Ortsvorsteherwahl

Stichwahl in Bad Neuenahr nötig

Stichwahl: Detlef Odenkirchen (l.) und Richard Lindner.

Stichwahl: Detlef Odenkirchen (l.) und Richard Lindner.

BAD NEUENAHR. Die Ortsvorsteherwahl in Bad Neuenahr hat keinen Sieger hervorgebracht: CDU-Vorsitzender Detlef Odenkirchen tritt somit erneut gegen den parteilosen Kandidaten Richard Lindner an.

Einen klaren Sieger gab es am Wahlabend bei der Ortsvorsteherwahl in Bad Neuenahr nicht. Vier Kandidaten waren angetreten. Detlef Odenkirchen, CDU-Vorsitzender in Bad Neuenahr, hatte zwar mit 38,8 Prozent die Nase vorn, kam jedoch nicht an die 50 Prozent-Marke heran. Am 16. Juni wird er nun erneut antreten müssen. „Das hier ist nichts für schwache Nerven“, meinte Odenkirchen im Rathaus, wo nach und nach die Auszählungsergebnisse aus jedem Wahllokal über die aufgebaute Leinwand flimmerten.

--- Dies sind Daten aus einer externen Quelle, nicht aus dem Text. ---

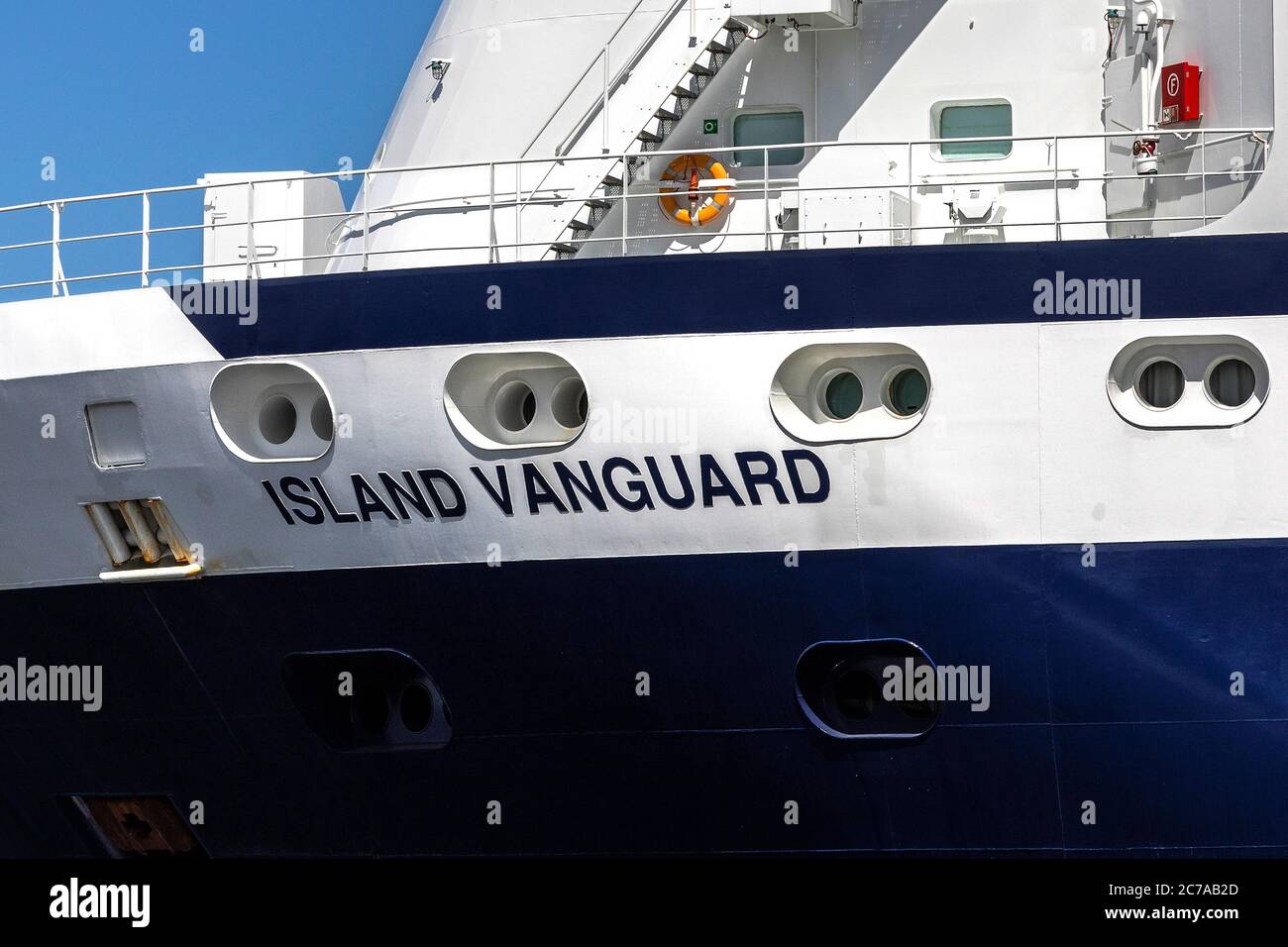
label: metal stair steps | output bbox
[551,20,748,259]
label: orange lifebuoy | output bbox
[658,155,733,227]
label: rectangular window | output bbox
[733,108,805,167]
[939,103,1014,161]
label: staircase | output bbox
[549,20,747,261]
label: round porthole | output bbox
[888,368,930,417]
[309,395,335,441]
[1207,359,1257,407]
[494,381,537,433]
[550,377,590,430]
[821,368,863,421]
[259,394,299,445]
[1136,360,1185,410]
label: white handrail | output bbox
[519,0,644,158]
[0,128,1274,296]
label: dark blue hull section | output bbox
[0,541,1288,856]
[189,233,1288,359]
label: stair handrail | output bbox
[519,0,644,158]
[515,0,695,252]
[555,0,700,158]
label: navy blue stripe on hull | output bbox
[189,235,1288,359]
[0,541,1288,856]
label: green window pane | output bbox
[733,111,805,166]
[939,106,1013,159]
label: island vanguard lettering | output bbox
[263,450,831,526]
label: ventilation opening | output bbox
[796,639,940,740]
[282,650,452,751]
[85,401,149,471]
[398,684,434,733]
[64,796,206,858]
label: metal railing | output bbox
[0,128,1274,296]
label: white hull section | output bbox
[0,317,1288,587]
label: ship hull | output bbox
[0,541,1288,857]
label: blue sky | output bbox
[0,0,439,294]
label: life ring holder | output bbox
[658,155,734,227]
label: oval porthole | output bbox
[1136,359,1185,411]
[259,394,299,445]
[821,369,863,421]
[886,368,930,417]
[796,638,940,740]
[550,377,590,429]
[833,668,881,723]
[1207,359,1257,407]
[309,395,335,441]
[210,362,335,464]
[1105,335,1270,430]
[492,381,537,434]
[443,352,590,451]
[769,342,934,445]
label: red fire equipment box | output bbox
[1159,61,1203,125]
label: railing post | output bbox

Sein Kontrahent wird Richard Lindner sein, der als parteiloser Kandidat – offiziell unterstützt von der FWG – ins Rennen gegangen war und auf 31,1 Prozent kam. Lindner gehörte bis Anfang April noch der CDU an, war in der innerparteilichen Nominierungswahl gegen Odenkirchen allerdings unterlegen. Daraufhin beschloss er, als unabhängiger Bewerber zu kandidieren. Mit Erfolg.

Denkbar wäre, dass er Stimmen auf sich vereinigen kann, die an die Mitbewerber Michael Schwede (SPD) und Axel Ritter (Einzelkandidat) gegangen waren, die gestern keine Chance bei der Ortsvorsteherwahl hatten und nun aus dem Rennen sind.